В 2010 году вместе с писателем и блогером Вадимом Давыдовым открыли независимый портал LitCetera. Вадим Давыдов создал ресурс и курирует все, что связано с электронной частью портала, редактированием, компьютерным дизайном и размещением материала. Я курирую литературно-публицистическую начинку и создал основные рубрики ресурса,кто сегодня по праву считается одним из лучших интернет-ресурсов русскоязычного Зарубежья. В числе четырёх наиболее значительных порталов Германии, наш портал был внесён в международный каталог русскоязычных электронных изданий.
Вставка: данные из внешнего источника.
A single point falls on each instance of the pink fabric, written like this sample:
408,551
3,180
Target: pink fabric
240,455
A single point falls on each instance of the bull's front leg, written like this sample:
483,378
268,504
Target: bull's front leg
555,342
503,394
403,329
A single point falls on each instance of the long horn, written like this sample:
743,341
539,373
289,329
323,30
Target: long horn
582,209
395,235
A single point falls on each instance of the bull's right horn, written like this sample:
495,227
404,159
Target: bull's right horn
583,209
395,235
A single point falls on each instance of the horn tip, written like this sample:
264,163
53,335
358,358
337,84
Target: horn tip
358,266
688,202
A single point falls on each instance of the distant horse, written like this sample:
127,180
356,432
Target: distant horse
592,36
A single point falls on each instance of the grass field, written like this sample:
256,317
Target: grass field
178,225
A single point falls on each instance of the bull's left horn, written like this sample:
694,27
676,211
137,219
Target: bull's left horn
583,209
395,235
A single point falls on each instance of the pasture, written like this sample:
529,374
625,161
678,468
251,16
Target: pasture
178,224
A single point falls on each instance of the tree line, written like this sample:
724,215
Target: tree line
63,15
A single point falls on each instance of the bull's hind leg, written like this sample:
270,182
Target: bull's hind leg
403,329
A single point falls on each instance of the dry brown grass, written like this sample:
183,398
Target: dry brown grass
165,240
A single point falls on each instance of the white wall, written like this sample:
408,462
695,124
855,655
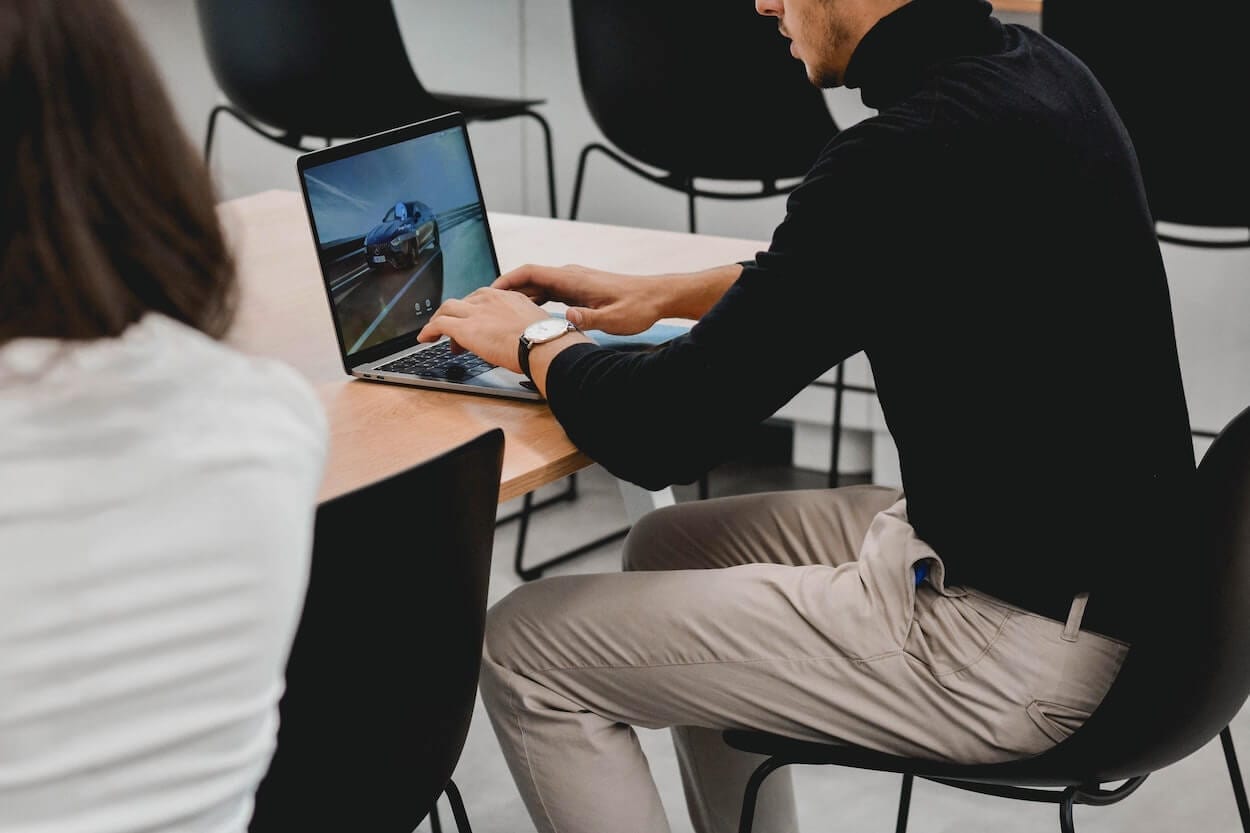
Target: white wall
525,46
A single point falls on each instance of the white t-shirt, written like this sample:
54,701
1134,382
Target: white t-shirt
156,502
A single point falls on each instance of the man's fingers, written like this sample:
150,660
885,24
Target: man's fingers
581,318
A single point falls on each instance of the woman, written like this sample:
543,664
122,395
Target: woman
156,488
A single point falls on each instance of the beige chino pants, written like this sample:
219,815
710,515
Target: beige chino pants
795,613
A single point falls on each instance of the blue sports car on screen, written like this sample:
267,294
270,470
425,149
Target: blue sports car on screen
408,229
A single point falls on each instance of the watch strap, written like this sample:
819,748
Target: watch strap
524,344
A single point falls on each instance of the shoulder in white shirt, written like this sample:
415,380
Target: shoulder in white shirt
156,502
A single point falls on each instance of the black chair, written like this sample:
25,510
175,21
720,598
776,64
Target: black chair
1185,121
1175,692
383,673
711,93
333,69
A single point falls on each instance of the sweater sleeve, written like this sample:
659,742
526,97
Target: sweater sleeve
669,415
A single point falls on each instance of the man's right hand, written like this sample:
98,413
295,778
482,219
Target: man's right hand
621,304
596,300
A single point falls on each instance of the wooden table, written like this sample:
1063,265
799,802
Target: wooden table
379,429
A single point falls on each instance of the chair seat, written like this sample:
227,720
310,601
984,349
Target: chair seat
486,108
1038,771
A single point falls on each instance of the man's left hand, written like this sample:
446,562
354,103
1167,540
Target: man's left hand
489,323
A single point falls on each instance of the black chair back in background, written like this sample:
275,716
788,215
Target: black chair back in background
331,69
701,89
1176,75
1179,687
383,672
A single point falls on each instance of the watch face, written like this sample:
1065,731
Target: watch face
546,329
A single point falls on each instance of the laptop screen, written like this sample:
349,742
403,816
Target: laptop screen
400,227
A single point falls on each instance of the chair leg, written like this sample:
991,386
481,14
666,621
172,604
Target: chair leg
1239,789
690,203
1065,811
213,124
753,792
521,532
458,808
904,804
835,439
578,180
550,155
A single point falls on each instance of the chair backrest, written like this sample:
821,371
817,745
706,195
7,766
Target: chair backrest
1175,74
1183,683
699,88
331,68
383,673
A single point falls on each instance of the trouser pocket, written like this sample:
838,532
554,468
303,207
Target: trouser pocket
1056,721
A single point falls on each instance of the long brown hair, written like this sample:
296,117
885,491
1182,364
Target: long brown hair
106,210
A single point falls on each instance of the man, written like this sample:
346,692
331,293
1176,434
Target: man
990,218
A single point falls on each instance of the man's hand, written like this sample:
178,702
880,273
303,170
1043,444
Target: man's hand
596,300
489,322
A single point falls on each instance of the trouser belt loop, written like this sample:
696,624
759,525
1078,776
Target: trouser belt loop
1074,615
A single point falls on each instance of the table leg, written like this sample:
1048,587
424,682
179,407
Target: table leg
639,500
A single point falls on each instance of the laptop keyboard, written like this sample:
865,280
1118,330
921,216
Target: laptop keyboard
439,363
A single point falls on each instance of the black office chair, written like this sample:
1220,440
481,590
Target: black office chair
1185,119
333,69
710,91
1173,696
383,673
1185,114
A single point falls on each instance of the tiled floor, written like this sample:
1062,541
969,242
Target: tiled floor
1190,796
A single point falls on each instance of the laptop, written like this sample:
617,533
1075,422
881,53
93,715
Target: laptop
399,225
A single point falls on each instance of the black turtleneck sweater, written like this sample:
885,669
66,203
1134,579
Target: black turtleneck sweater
985,240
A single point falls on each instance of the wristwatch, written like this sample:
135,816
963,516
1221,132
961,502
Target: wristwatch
536,333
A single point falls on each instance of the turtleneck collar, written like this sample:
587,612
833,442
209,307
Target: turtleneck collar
891,58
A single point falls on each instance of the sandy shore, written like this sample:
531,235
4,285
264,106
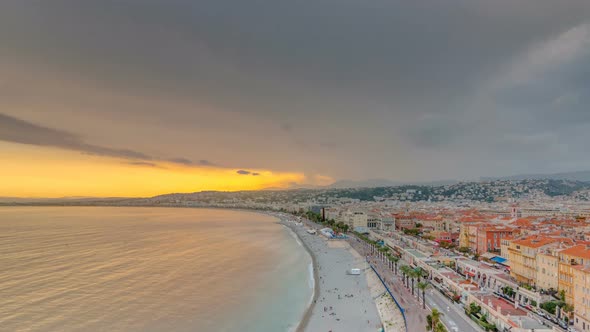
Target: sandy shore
341,303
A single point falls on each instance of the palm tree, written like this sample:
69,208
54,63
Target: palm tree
395,259
433,322
422,286
413,275
405,270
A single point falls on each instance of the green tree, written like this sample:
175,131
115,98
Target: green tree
395,260
413,274
405,270
433,322
422,286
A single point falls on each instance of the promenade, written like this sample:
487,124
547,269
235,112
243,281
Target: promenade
344,303
415,315
453,316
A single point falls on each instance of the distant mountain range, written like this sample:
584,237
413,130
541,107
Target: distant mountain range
571,176
375,183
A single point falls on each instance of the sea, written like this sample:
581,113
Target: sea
149,269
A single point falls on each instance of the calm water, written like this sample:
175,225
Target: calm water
148,269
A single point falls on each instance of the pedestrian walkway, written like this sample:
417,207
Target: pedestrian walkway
415,315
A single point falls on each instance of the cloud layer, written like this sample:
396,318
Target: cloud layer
351,89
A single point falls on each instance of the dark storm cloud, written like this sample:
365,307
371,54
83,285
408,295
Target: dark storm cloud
143,163
344,87
19,131
15,130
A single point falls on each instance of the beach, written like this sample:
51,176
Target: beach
341,302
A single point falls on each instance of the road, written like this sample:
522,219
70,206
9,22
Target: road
454,318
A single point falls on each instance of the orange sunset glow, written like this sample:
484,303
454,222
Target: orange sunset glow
29,171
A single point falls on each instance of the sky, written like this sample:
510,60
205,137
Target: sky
137,98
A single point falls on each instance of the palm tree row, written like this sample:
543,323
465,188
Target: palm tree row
433,322
412,275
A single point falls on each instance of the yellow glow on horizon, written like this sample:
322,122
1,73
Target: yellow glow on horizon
30,171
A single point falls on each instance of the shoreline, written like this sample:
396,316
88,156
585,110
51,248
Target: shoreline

В конце 2011 года в коллектив руководства порталом пригласили корифея мирового шахматного искусства, писателя, публициста, эссеиста, профессора, педагога Генадия Несиса. На одно только перечисление званий и титулов этого выдающегося человека уйдёт несколько страниц: Геннадий Несис — доктор педагогических наук, профессор, международный гроссмейстер ИКЧФ, старший тренер ФИДЕ, Международный арбитр, Заслуженный мастер спорта России, Заслуженный тренер России, Директор международного юношеского турнира «Юные звезды мира», литератор, журналист, академик Международной Академии Наук Экологии и Безопасности жизнедеятельности МАНЭБ (2000), Доктор педагогических наук (2001), Вице-Президент Академии шахматного и шашечного искусства (c 1997), профессор (2003), автор 40 книг и более 300 статей по методике, истории и теории шахмат (опубликованных в 1982-2011 гг. в десятках стран), лектор авторского курса «Шахматы как феномен гуманитарной культуры» Санкт-Петербургского Университета культуры и искусства, руководитель международных командных турниров «Шахматная осень в Сааре», автор поэтических сборников и книги воспоминаний «Вернуться в прожитую жизнь» (СПб., 2011 г.). Он ведёт два крупных раздела портала. Блестящий эрудит и аналитик Геннадий Несис имеет огромную читательскую аудиторию и, несомненно, его приход на наш портал придал мощнейший интеллектуальный импульс. Геннадий Несис — член Совета портала, вместе с Вадимом Давыдовым и членом Совета портала Ларисой Пельхен, воздвигают здание нашего литературного Клуба.
В 2011 году я стал лауреатом 2-го Международного литературного конкурса «Лучшая книга года 2010» в номинации «Крупная проза» за политический роман «Подмена». В 2000 году получил за этот роман благодарственное письмо от ныне покойного Папы Римского Иоанна-Павла Второго.
В популярном российском портале «Дом Солнца» открыт литературный кабинет Леонида Шнейдерова.